裁判字號:最高法院110年台上字第614號民事判決
裁判日期:民國111年01月20日
裁判案由:請求損害賠償
最高法院民事判決110年度台上字第614號上訴人 吳宗憲 訴訟代理人 李文中 律師
林姿伶 律師被上訴人 蔡明宏 訴訟代理人 邱靖貽 律師上列當事人間請求損害賠償事件,上訴人對於中華民國109年5月26日臺灣高等法院第二審更審判決(108年度上更一字第27號),提起上訴,本院判決如下:
主文原判決廢棄,發回臺灣高等法院。
理由
一、本件被上訴人主張:上訴人早於民國99年11月19日與訴外人 曹常綸 簽訂演藝事業經紀合約書(下稱甲合約),詎其隱瞞該事實,誘騙伊於100年9月15日簽訂藝人經紀暨合組公司之合約書(下稱系爭合約),致伊陷於錯誤,交付第1期報酬預付款新臺幣(下同)800萬元(下稱系爭預付款)。上訴人是項行為侵害伊權利,且不能履約,應負損害賠償之責。上訴人復於100年10月19日與訴外人 陳朋志 簽訂藝人經紀暨合組公司之合約書(下稱乙合約),約定由陳朋志擔任其全約經紀人,亦屬違反系爭合約,伊最遲於102年12月6日解除該合約。況兩造前於100年9月25或27日在電話中合意解除系爭合約,或至少於100年10月底至同年11月間某日藉由訴外人 邱建成 、陳朋志(下合稱陳朋志等2人)傳達而合意解除系爭合約,上訴人受領系爭預付款之法律上原因不存在,復委由陳朋志交付面額200萬元、發票日100年9月8日之本票(下稱系爭200萬元本票)擔保還款,其助理亦多次與伊協商還款方案,應生承認債務之效力。

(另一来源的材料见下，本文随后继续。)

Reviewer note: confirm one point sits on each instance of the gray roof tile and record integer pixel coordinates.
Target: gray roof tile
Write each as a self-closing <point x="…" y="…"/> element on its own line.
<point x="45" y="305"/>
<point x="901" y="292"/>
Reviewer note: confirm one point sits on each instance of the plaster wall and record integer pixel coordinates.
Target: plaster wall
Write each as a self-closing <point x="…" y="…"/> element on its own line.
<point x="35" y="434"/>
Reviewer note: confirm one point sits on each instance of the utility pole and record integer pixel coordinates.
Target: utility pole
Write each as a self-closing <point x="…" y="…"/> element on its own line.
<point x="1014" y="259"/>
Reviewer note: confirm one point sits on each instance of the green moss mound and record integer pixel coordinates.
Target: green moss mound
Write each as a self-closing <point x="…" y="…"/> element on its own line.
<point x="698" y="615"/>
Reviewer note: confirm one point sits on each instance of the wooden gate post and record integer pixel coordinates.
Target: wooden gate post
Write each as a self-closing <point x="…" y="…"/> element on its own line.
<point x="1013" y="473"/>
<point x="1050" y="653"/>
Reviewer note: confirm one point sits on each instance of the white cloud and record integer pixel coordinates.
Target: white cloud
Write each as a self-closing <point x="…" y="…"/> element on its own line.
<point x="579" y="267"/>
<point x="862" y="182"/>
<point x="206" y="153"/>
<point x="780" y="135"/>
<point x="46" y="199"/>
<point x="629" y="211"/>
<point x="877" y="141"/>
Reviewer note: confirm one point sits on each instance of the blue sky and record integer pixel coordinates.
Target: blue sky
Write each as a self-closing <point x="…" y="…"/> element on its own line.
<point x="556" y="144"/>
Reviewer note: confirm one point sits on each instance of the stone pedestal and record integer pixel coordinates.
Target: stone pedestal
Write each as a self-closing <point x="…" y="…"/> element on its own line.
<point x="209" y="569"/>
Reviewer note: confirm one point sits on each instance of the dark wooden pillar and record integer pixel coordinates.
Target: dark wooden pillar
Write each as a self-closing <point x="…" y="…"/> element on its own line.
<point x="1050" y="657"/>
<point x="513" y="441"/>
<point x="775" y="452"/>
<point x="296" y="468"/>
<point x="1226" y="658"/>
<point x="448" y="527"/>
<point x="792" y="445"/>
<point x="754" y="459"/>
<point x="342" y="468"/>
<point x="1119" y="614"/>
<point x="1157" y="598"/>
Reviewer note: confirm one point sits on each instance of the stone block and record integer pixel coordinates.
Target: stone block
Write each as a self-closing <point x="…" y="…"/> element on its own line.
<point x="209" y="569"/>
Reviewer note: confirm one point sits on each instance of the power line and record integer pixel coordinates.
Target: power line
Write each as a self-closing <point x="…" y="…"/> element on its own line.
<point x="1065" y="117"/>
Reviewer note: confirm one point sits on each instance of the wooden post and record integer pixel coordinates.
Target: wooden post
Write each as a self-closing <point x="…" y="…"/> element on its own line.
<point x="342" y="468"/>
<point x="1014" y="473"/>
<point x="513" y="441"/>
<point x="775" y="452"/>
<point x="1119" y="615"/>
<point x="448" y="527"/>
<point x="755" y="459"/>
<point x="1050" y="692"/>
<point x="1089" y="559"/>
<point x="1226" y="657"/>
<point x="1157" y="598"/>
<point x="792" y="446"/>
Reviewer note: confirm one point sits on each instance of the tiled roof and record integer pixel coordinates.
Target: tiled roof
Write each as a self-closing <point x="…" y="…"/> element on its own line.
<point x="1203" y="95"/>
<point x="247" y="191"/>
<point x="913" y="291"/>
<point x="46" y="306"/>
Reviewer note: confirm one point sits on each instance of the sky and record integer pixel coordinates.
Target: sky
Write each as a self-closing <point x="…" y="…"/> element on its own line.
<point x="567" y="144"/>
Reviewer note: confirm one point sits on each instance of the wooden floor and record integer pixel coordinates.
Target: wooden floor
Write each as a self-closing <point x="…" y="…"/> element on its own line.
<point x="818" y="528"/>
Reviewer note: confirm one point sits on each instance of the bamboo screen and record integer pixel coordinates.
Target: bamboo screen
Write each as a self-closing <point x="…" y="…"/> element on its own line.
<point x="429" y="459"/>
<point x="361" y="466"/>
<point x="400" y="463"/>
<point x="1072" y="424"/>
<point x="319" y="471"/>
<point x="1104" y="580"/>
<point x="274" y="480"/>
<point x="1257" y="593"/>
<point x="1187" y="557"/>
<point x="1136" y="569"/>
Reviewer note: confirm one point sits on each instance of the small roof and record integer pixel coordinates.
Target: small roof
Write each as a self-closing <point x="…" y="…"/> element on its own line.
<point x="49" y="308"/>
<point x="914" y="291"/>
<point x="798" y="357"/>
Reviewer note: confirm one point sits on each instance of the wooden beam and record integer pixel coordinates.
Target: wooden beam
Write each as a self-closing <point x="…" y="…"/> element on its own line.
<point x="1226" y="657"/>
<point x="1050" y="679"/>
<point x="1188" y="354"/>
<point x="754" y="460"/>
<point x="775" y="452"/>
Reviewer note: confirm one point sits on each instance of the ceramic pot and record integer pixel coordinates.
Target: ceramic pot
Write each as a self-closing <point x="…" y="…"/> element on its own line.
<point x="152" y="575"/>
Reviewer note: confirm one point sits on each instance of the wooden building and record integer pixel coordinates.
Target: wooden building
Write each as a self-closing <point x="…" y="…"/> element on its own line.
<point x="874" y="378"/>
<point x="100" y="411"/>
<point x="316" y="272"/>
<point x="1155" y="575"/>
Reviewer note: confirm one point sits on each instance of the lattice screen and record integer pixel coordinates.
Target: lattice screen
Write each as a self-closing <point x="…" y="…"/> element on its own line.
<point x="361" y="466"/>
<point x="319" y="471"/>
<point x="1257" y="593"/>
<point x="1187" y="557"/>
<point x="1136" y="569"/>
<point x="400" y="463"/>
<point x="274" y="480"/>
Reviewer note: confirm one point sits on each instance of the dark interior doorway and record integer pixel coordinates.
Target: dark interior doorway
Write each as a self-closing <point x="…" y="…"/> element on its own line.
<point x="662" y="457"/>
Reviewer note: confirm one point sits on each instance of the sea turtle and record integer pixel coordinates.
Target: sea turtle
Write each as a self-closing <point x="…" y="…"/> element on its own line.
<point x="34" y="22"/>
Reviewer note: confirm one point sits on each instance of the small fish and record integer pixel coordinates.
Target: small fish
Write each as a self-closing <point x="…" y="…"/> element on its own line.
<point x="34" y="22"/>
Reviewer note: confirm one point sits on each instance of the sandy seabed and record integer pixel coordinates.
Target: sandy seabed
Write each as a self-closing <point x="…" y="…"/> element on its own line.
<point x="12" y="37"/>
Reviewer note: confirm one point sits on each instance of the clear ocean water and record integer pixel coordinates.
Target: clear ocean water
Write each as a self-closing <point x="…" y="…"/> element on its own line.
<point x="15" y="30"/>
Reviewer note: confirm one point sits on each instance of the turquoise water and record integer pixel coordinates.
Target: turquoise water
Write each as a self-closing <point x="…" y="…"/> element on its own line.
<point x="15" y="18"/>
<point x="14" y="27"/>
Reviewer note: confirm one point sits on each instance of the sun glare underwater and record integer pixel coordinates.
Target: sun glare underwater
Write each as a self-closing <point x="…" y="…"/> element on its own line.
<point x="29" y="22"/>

又系爭預付款實為消費借貸款,上訴人有返還義務,扣除其已返還部分,尚欠570萬元未償等情,爰擇一依民法第184條第1項後段、第226條、第259條、第474條規定,並於原審追加依民法第179條規定及債務承認(債務拘束)之法律關係,求為命上訴人給付57
0萬元,及加計自支付命令送達翌日即102年9月28日起算法定遲延利息之判決。
二、上訴人則以:甲合約僅係伊向曹常綸借款1,500萬元之擔保,雙方並無締結經紀契約之真意,況被上訴人早已知情,且於100年9月19日以系爭預付款代伊向曹常綸清償800萬元,並與曹常綸簽訂協議書,伊無詐欺可言,亦無給付不能情事,該款也非消費借貸款。又陳朋志等2人係與被上訴人合資,由被上訴人代表與伊簽訂系爭合約,因被上訴人欲退出合約,由陳朋志等2人繼續履約,故乙合約僅係將合約當事人改為陳朋志,兩造未合意解除系爭合約。被上訴人未依系爭合約於100年9月30日給付第2期報酬預付款200萬元,伊已於101年11月29日終止該合約,被上訴人無從再於102年12月6日解除系爭合約。況被上訴人未如期給付200萬元,依系爭合約第9條第c款約定應付違約金人民幣500萬元,伊亦以對被上訴人之違約金債權與被上訴人對伊之債權抵銷等語,資為抗辯。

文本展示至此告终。